As open and generous as Calli seems, she was still daughter to the king that hungered for more of the Relic’s power than he was given.
I sigh, knowing she’s right. I won’t be able to take her word as truth.
I quite literally must see it to believe it.
‘Lead the way then.’
The gate to the tomb is rusted and lets out a blood-curdling scream as Calli pushes it open with both hands and a great deal of her strength. She stands with her back to the grated metal of the gate and ushers me inside.
The tomb’s interior is remarkably well kept considering the state of the main building, but the scent of damp and decay still clings to the atmosphere inside.
I don’t struggle to see nearly as much as I had in the tunnel of garden, certain shapes come into focus as my eyes adjust to the distilled moonlight gushing from a triangular hole in the ceiling, shining a spotlight on the two stone caskets lying parallel to one another in the centre of the tomb.
My throat closes up at the jarringly detailed stone bodies that lie arms crossed atop the lid of both caskets – one broad-shouldered man, and one slender woman whose face looks impossibly soft considering the material it is moulded from.
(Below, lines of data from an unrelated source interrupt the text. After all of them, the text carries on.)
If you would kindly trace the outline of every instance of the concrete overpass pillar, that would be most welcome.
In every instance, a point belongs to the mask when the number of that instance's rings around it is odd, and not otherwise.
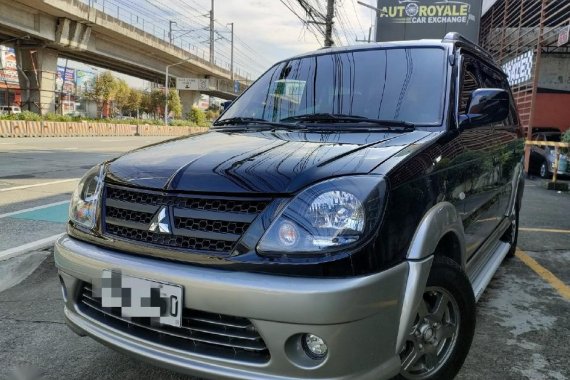
[[[186,117],[192,110],[192,106],[198,105],[200,92],[192,90],[180,91],[180,102],[182,103],[182,116]]]
[[[22,69],[18,74],[22,89],[22,109],[40,115],[55,112],[57,51],[16,46],[16,59]]]

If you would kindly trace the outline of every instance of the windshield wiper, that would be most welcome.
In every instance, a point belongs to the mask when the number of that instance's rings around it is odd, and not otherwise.
[[[214,127],[225,125],[266,125],[279,128],[300,129],[299,126],[296,126],[294,124],[268,121],[255,117],[230,117],[229,119],[218,120],[213,125]]]
[[[382,120],[372,119],[364,116],[332,114],[332,113],[311,113],[305,115],[296,115],[286,117],[279,120],[280,122],[300,122],[300,123],[368,123],[382,127],[403,127],[405,130],[414,130],[413,123],[403,120]]]

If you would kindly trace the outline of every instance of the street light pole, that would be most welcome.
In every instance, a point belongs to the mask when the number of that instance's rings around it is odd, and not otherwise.
[[[183,59],[180,62],[176,62],[176,63],[172,63],[170,65],[166,65],[166,70],[165,70],[165,79],[164,79],[164,88],[166,89],[166,96],[165,96],[165,101],[164,101],[164,125],[168,125],[168,95],[169,95],[169,89],[168,89],[168,85],[169,85],[169,80],[168,80],[168,69],[170,69],[172,66],[178,66],[183,64],[184,62],[188,62],[189,60],[191,60],[193,57],[189,57],[186,59]]]
[[[168,24],[168,40],[170,42],[170,44],[172,45],[172,25],[176,25],[177,22],[176,21],[170,21]]]
[[[334,18],[334,1],[327,1],[327,16],[325,21],[325,46],[330,47],[334,44],[332,39],[333,18]]]
[[[231,43],[232,43],[232,52],[230,55],[230,78],[232,80],[234,80],[234,23],[230,22],[228,25],[231,25],[231,31],[232,31],[232,39],[231,39]]]
[[[210,64],[214,64],[214,0],[212,0],[212,9],[210,10]]]

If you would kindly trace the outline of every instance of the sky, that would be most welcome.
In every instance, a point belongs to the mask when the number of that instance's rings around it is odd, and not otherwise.
[[[87,0],[82,0],[87,1]],[[124,21],[135,20],[148,31],[150,25],[164,36],[170,22],[174,43],[198,56],[209,55],[209,10],[212,0],[106,0],[95,2],[97,7],[107,4],[105,12],[115,16],[121,8]],[[327,0],[305,0],[325,13]],[[376,0],[364,0],[375,3]],[[318,49],[323,36],[318,38],[308,31],[303,22],[290,10],[306,18],[297,0],[215,0],[216,64],[229,69],[229,23],[234,23],[235,69],[249,78],[256,78],[276,61]],[[359,5],[357,0],[336,0],[335,31],[340,44],[354,44],[364,39],[372,24],[374,11]],[[116,17],[116,16],[115,16]],[[150,21],[150,22],[149,22]],[[245,71],[245,72],[244,72]]]
[[[326,0],[318,2],[322,3],[324,10]],[[263,62],[273,63],[322,47],[323,37],[315,38],[280,0],[219,0],[218,4],[223,5],[217,6],[216,18],[233,21],[236,35],[263,55]],[[345,24],[348,43],[354,43],[356,37],[363,39],[366,35],[367,38],[374,13],[372,10],[359,5],[356,0],[337,0],[338,12]],[[346,26],[348,23],[351,28]],[[338,22],[336,29],[344,36]],[[359,35],[355,36],[355,33]],[[344,38],[341,39],[343,44],[347,43]]]
[[[88,0],[81,0],[85,3]],[[198,56],[208,58],[209,10],[212,0],[105,0],[91,1],[99,10],[127,22],[152,26],[157,35],[167,32],[169,22],[175,44]],[[327,0],[306,0],[325,13]],[[363,0],[375,4],[376,0]],[[136,7],[133,4],[136,3]],[[229,68],[230,43],[228,23],[234,23],[235,68],[238,74],[257,78],[275,62],[323,46],[324,37],[315,36],[285,5],[303,18],[307,15],[297,0],[215,0],[216,64]],[[145,20],[143,23],[142,20]],[[335,36],[340,45],[352,45],[356,39],[368,38],[373,24],[374,11],[357,3],[357,0],[336,0]],[[374,34],[374,32],[372,32]],[[60,59],[60,66],[95,71],[92,66]],[[240,71],[241,70],[241,71]],[[102,72],[104,69],[99,69]],[[247,73],[245,74],[244,71]],[[149,88],[149,83],[116,73],[135,88]]]

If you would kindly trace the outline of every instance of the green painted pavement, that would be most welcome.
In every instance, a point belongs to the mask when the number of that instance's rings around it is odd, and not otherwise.
[[[46,222],[66,223],[68,219],[69,203],[46,207],[40,210],[24,211],[12,215],[14,219],[42,220]]]

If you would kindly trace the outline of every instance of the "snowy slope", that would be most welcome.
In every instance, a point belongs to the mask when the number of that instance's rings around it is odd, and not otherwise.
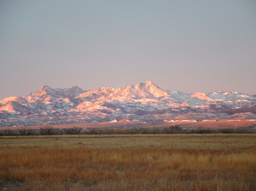
[[[103,87],[84,91],[75,86],[52,88],[44,86],[27,96],[0,100],[0,118],[107,113],[145,114],[221,112],[256,104],[256,96],[236,91],[185,94],[164,91],[150,81],[124,88]],[[243,109],[246,111],[246,109]]]

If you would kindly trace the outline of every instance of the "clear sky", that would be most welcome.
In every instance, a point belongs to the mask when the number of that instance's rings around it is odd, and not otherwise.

A sleeping couple of stone.
The wall above them is carved with two names, side-by-side like the caskets. Garron Daegon. Della Daegon. With only one date of death between them.
My gaze shoots to Calli, who still has her back to the gate with an evident reluctance to enter the tomb.
‘These are your parents.’
She nods. ‘Only, they’re much less animated now.’
‘I’m so sorry,’ I say, feeling the ache of my own grief in my joints. ‘How devastating it must have been to lose both of them on the same day. I can’t imagine the pain.’
Calli’s chin quivers.
‘The death of one immortal is always unexpected, but two, I can hardly comprehend—’
‘They were not immortals.’
She jerks her head sideways at the writing on the wall, indicating I read further.
Sure enough, inscribed under the names and date are words in the same ancient tongue used outside. I translate them out loud, my breath visible as I whisper.
‘Mortal souls we must deliver. Eternity we must break.’
By the Relic. How is that even possible? Mortals were pushed into non-existence by the Relic – its energy slowing the effects of age and strengthening human frailties. All humans turned immortal. As was the intention of the Virtuae Gods, so that we may forever let the world prosper.
‘You’re humans?’ I question, my heart battering against my ribs, my mind reeling with the realisation.
Calli shifts on her feet, her face clouded with sadness and something I can’t quite place.
‘We’re as good as. My parents were not born mortal, as were most citizens of Umbra at some point.’
My brows pinch together. ‘And now?’
‘Now.’ Calli tucks a loose strand of hair behind her ear. ‘All of Umbra is powerless.’
‘But not Eliaz?’ The name slips out all oily and revolting before I can help it.
‘It is not that straightforward. And I do agree with my brother that it is his decision whether to disclose that information or not.’
‘I’m failing to see why you brought me here then. What does your parents dying mortal have to do with Lillienne?’